Zełenski zaprosił Trumpa do Kijowa. Jest odpowiedź
Wołodymyr Zełenski zaprosił do Kijowa Donalda Trumpa. Chodzi o wypowiedzi Republikanina, że jako prezydent USA zdołałby wynegocjować zakończenie walk na Ukrainie w ciągu doby. Prezydent Ukrainy nie podziela entuzjazmu Amerykanina w tym zakresie.
Zełenski zaprosił Trumpa
Trump kilkukrotnie wyraził w tym roku stanowisko, że gdyby sprawował obecnie władzę, to zakończyłby wojnę Rosji z Ukrainą w ciągu 24 godzin. Ocenił też, że gdyby był prezydentem, Putin nie zdecydowałby się na ataki i wojna by nie wybuchła.

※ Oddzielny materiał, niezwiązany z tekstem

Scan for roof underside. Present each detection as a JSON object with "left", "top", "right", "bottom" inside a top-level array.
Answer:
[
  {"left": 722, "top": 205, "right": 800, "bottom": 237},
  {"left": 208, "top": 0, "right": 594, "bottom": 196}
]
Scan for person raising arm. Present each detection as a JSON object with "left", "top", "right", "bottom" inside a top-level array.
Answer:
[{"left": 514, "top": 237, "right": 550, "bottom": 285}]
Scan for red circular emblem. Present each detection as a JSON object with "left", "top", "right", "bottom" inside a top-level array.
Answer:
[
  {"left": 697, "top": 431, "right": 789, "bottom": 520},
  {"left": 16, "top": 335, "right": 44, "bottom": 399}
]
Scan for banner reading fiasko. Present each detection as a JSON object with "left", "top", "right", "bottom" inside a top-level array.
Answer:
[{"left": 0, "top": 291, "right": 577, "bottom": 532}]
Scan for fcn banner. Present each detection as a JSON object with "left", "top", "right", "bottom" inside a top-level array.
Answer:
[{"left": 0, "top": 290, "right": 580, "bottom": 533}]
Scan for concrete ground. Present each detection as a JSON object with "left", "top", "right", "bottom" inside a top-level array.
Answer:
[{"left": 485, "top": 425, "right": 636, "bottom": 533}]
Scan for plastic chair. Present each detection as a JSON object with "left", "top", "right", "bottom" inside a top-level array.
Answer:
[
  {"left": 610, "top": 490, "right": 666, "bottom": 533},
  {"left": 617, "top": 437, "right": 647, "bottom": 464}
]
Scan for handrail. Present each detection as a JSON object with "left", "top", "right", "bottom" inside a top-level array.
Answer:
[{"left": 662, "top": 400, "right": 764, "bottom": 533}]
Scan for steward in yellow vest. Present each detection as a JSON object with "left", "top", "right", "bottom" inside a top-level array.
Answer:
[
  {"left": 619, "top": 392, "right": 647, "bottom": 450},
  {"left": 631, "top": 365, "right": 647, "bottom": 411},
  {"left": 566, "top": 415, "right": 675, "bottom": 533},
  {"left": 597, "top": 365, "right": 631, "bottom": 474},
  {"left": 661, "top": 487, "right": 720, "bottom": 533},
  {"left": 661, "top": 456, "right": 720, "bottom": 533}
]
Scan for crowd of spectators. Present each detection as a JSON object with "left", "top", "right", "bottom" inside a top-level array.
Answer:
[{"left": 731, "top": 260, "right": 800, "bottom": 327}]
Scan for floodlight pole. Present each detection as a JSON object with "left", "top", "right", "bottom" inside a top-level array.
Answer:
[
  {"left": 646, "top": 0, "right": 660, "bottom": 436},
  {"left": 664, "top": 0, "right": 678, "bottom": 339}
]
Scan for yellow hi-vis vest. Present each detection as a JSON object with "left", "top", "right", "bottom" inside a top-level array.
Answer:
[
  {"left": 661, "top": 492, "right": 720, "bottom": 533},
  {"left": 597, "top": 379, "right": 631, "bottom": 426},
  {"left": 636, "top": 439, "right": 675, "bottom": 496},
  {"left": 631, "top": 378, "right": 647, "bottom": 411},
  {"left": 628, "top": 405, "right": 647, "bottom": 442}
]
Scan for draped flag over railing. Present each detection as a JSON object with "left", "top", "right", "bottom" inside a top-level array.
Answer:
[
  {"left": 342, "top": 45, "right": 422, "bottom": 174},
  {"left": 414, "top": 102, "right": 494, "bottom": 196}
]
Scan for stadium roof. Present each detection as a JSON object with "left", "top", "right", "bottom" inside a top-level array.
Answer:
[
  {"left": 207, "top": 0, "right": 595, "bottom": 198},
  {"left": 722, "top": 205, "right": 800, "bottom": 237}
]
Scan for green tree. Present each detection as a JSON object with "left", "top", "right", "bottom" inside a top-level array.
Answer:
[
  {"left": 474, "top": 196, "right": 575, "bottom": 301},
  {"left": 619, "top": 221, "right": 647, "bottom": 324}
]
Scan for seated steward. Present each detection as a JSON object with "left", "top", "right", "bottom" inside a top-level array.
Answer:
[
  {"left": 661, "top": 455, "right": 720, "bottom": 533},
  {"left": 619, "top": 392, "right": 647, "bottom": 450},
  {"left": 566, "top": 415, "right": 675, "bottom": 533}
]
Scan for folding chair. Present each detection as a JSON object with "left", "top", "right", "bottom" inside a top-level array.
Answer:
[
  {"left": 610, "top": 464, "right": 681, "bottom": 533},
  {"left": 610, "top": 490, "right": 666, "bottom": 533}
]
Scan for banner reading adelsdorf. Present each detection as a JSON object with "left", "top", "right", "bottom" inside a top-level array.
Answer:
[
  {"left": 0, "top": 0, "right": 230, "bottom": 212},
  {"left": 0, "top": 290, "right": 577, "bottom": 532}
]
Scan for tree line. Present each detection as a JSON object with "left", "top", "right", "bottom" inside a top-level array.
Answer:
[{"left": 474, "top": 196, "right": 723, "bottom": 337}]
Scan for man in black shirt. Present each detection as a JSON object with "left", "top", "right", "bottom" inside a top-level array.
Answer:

W niedzielę dziennikarze ponownie zapytali Zełenskiego o tezę Trumpa. – Były prezydent Trump powiedział, że w ciągu około 24 godzin uda mu się to zrobić i zakończyć wojnę. Zapraszam prezydenta Trumpa. Jeśli będzie mógł tu przyjechać, będę potrzebować 24 minut. Nie więcej. 24 minuty, by wyjaśnić Trumpowi, że nie poradzi sobie z tą wojną – powiedział Zełenski w rozmowie z NBC.
Dzień później były prezydent odpowiedział prezydentowi Ukrainy. Jak podała stacja Newsmax, na razie prawdopodobny konkurent Joe Bidena w wyborach prezydenckich nie wybiera się do Kijowa.
"Mam wielki szacunek dla prezydenta Zełenskiego, ale uważam, że w obecnym okresie wyjazd na Ukrainę byłby niewłaściwy" – cytuje Trumpa Newsmax. "Obecnie kontaktuje się z nim administracja Bidena i nie chciałbym stworzyć konfliktu interesów" – wyjaśnia polityk.
Były prezydent USA o ryzyku wojny światowej
Trump kilka razy odnosił się w swoich przemówieniach i internetowych wpisach do polityki prowadzonej przez gabinet Joe Bidena w kontekście wojny Rosji z Ukrainą.
W marcu ostrych słowach skrytykował politykę obecnej administracji Białego Domu. W jego ocenie wojna tocząca się na Ukrainie może eskalować nawet w kierunku "nuklearnego Armagedonu". – Nigdy nie byliśmy bliżej trzeciej wojny światowej, niż jesteśmy dzisiaj, pod rządami Joe Bidena – twierdził Republikanin.
W związku z tym Trump wezwał do natychmiastowego zaprzestania wojny na Ukrainie i dodał, że "każdego dnia, kiedy trwa ta zastępcza bitwa na Ukrainie, ryzykujemy wojnę światową".